# What Do I Do with the Whip Exactly?



## churumbeque

Brighteyes said:


> I started ground driving my horse today. All was well. We just walked around the round pen, stopped, and backed.
> 
> I was never taught how to drive horses, but I know you use a buggy whip as an aid. I don't know exactly how this aid is suppose to be used properly...
> 
> All I did today was tap her lightly on the butt with it if she didn't go when I kissed. Does it have other functions? Is there a certain way you're suppose to hold it/use it?


It is also fro moving their body over if they are crooked. You can move the hind end or the shoulder. You can use it to cue to get them up under them self more. There are correct ways to hold for ground driving, longe lining and driving but I do not know how to explain it. You might look for some books and video.


----------



## churumbeque

Carriage Driving Essentials - The Essential Guide to Carriage Driving
this has been a good book and easy to read


----------



## Brighteyes

That's good to know. She does sometimes need some help keeping straight. That looks like a good book. I'll ask my bookstore to special order it for me.


----------



## goodhors

To keep the ground driven horse straighter, you need to run the long lines down thru the shaft loops if using a harness, along the horse sides. This puts the horse BETWEEN the lines, not under them, so you have much better total body control.

Whip is your aid, an extension of your hand or leg, with the driven horse. Whip should be long enough to reach the horse shoulder when you are behind him, both walking and riding in a vehicle.

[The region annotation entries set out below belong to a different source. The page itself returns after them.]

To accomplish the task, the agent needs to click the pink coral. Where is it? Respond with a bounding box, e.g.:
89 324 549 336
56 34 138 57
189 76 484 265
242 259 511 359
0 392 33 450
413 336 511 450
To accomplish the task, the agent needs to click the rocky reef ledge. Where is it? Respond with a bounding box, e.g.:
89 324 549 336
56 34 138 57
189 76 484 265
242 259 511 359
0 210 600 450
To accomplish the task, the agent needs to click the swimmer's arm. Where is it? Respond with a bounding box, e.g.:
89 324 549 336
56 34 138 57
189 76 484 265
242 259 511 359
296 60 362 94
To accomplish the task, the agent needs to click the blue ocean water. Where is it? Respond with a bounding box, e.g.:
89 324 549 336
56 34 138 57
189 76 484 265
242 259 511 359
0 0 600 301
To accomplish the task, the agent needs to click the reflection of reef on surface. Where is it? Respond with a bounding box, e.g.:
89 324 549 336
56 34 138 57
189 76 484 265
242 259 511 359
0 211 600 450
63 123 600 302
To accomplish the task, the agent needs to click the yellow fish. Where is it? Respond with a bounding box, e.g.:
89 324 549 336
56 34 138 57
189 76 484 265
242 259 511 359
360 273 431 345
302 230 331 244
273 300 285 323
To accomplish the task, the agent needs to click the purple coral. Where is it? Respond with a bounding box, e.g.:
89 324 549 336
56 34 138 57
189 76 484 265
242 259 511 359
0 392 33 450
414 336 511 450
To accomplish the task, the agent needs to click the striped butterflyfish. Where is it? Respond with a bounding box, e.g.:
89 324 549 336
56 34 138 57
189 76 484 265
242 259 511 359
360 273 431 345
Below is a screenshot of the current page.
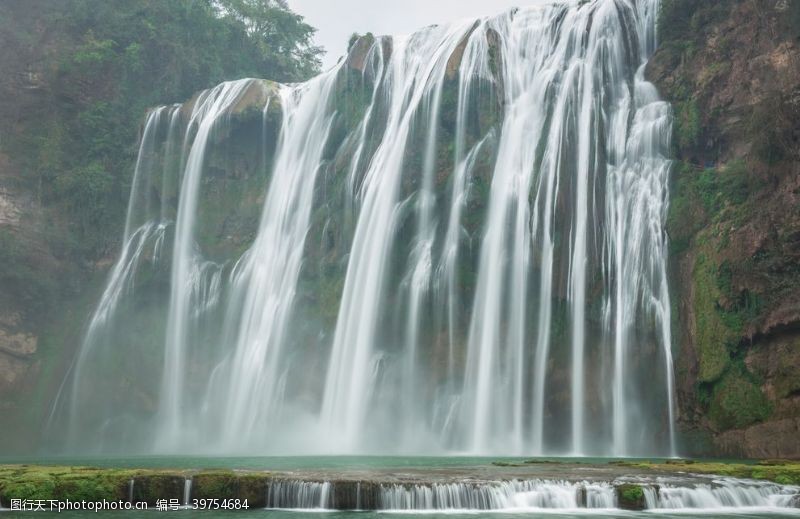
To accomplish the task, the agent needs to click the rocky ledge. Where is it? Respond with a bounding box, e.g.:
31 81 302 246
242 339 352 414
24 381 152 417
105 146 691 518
0 460 800 510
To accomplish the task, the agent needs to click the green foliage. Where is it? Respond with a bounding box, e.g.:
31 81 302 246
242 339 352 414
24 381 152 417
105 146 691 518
692 252 737 382
708 367 772 430
616 483 645 510
619 460 800 485
675 99 701 150
347 32 361 52
667 160 763 254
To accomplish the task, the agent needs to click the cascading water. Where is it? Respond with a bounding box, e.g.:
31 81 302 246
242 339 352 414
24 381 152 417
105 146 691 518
50 0 675 458
266 479 798 513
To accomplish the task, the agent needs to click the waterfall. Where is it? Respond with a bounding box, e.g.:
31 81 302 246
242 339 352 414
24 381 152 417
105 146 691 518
267 479 798 513
645 479 798 511
48 0 676 458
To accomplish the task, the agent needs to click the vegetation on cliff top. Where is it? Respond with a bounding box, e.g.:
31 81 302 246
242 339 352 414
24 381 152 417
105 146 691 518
648 0 800 455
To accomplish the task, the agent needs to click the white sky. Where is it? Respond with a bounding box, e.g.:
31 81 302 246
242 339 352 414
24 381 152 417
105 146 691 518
288 0 542 68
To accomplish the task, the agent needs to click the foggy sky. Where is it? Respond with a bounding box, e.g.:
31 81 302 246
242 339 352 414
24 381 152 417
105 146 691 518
288 0 542 68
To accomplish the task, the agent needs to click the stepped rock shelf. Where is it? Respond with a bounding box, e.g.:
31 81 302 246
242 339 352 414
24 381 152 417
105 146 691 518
0 460 800 511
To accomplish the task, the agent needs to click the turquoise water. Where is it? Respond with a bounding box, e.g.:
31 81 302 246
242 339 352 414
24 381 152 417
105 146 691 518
0 456 800 519
0 456 748 470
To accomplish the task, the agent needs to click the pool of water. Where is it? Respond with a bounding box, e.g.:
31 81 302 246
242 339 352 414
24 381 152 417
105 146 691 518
0 456 754 471
0 509 800 519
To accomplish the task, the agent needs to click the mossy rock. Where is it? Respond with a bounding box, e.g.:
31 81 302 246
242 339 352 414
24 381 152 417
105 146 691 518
133 474 186 505
692 250 735 382
236 474 270 508
0 473 56 503
615 483 646 510
191 470 269 508
54 471 130 501
708 369 772 430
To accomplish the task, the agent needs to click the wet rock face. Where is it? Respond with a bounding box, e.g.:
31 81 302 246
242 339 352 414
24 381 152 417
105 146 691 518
716 418 800 459
647 0 800 457
0 313 38 391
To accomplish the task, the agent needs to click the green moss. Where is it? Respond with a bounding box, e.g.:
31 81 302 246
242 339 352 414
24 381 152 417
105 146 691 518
674 99 701 150
692 246 736 382
709 368 772 430
620 460 800 485
192 470 237 499
617 483 645 510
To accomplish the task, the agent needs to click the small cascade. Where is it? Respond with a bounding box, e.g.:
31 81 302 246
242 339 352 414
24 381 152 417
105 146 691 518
183 478 192 507
644 479 800 510
266 481 332 509
266 479 800 512
46 0 676 460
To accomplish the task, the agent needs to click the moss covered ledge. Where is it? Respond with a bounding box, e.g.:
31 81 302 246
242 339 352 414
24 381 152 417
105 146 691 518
615 460 800 485
0 465 271 507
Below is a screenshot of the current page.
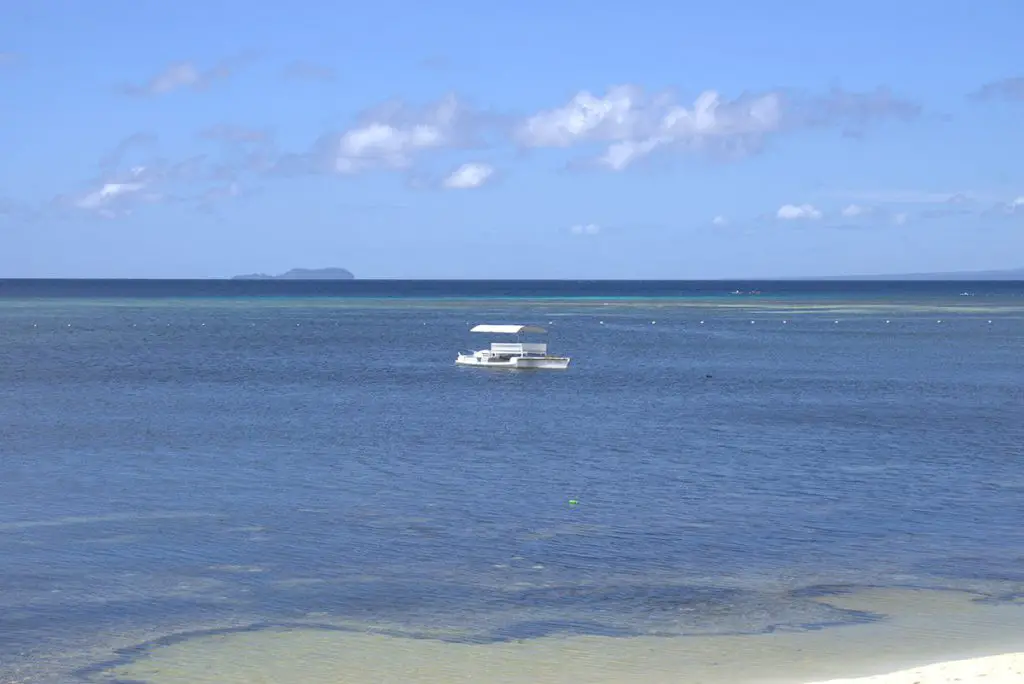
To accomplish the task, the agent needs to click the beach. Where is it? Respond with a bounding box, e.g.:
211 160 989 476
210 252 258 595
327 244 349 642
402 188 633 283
0 285 1024 684
814 653 1024 684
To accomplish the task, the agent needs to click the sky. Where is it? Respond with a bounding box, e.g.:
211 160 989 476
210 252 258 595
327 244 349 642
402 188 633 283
0 0 1024 279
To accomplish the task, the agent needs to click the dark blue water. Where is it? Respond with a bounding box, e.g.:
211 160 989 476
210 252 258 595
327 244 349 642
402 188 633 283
0 281 1024 679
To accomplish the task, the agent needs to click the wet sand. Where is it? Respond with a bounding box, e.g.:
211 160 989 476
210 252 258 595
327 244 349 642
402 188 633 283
100 589 1024 684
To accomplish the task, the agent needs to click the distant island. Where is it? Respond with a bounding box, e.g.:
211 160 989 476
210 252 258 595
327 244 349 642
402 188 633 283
231 268 355 281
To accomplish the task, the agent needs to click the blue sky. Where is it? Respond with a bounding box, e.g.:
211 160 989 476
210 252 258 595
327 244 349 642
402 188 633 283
0 0 1024 279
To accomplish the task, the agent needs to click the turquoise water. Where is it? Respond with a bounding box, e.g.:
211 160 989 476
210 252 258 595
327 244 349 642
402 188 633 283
0 281 1024 681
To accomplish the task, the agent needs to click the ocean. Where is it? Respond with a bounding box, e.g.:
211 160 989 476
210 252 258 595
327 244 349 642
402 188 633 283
0 281 1024 683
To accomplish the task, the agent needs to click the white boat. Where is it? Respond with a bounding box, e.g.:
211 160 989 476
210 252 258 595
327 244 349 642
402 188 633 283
455 324 569 371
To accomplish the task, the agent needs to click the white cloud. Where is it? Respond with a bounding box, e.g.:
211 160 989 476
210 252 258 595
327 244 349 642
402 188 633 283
842 204 871 218
516 85 781 171
775 204 822 220
283 59 338 82
331 96 465 173
515 85 920 171
569 223 601 236
830 189 987 204
120 52 256 96
443 162 495 189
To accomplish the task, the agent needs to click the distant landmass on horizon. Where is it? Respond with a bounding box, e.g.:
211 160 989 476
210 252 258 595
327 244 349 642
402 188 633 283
231 268 355 281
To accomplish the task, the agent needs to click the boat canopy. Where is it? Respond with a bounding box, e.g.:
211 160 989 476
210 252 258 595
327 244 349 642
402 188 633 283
469 324 548 335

A whip that only reaches the rump is pretty useless to give help with. And I have heard it said that using whip on the rump will make horse "kicky" when they get irritated with you. I don't touch horse rump with my whip, so can't verify that information.

With the longer whip you can reach horse sides where your feet would hang, shoulder of horse, so a flick in those places can help horse bend, do some side stepping if needed to turn. I would be using a flick of whip on side, if he doesn't understand your vocal cue to start, to get him moving. We do horse name first, then command. "Holly, WALK on or Holly, TROT" Empahsis on the command and don't hesitate to touch horse with whip to get him moving when asked. Otherwise your are TRAINING horse to wait for second request and whip touch. 

We most commonly use one-handed rein hold, in left hand with right hand helping to shorten rein for turns or shortening to stop. Whip is in right hand so whip can be used independently of the reins. Holding a rein in each hand makes any use of the whip interfere with reins and horse mouth. You lose contact on the right side when whip moves to touch-up the horse. One-handed rein holding goes by various names, but is not hard to learn, does give good control of the horse. And best, allows that use of whip without throwing away one side of the horse in motion.

There are a lot of nice LIGHT whips of length available. Those cheapy nylon covered whips are badly balanced, can be hard to carry for very long. Whip should actually be held all the time you are driving, ready to signal the horse, whack the dog running out to bite! Whip is no help when you need it NOW, stuck in the whip holder.


----------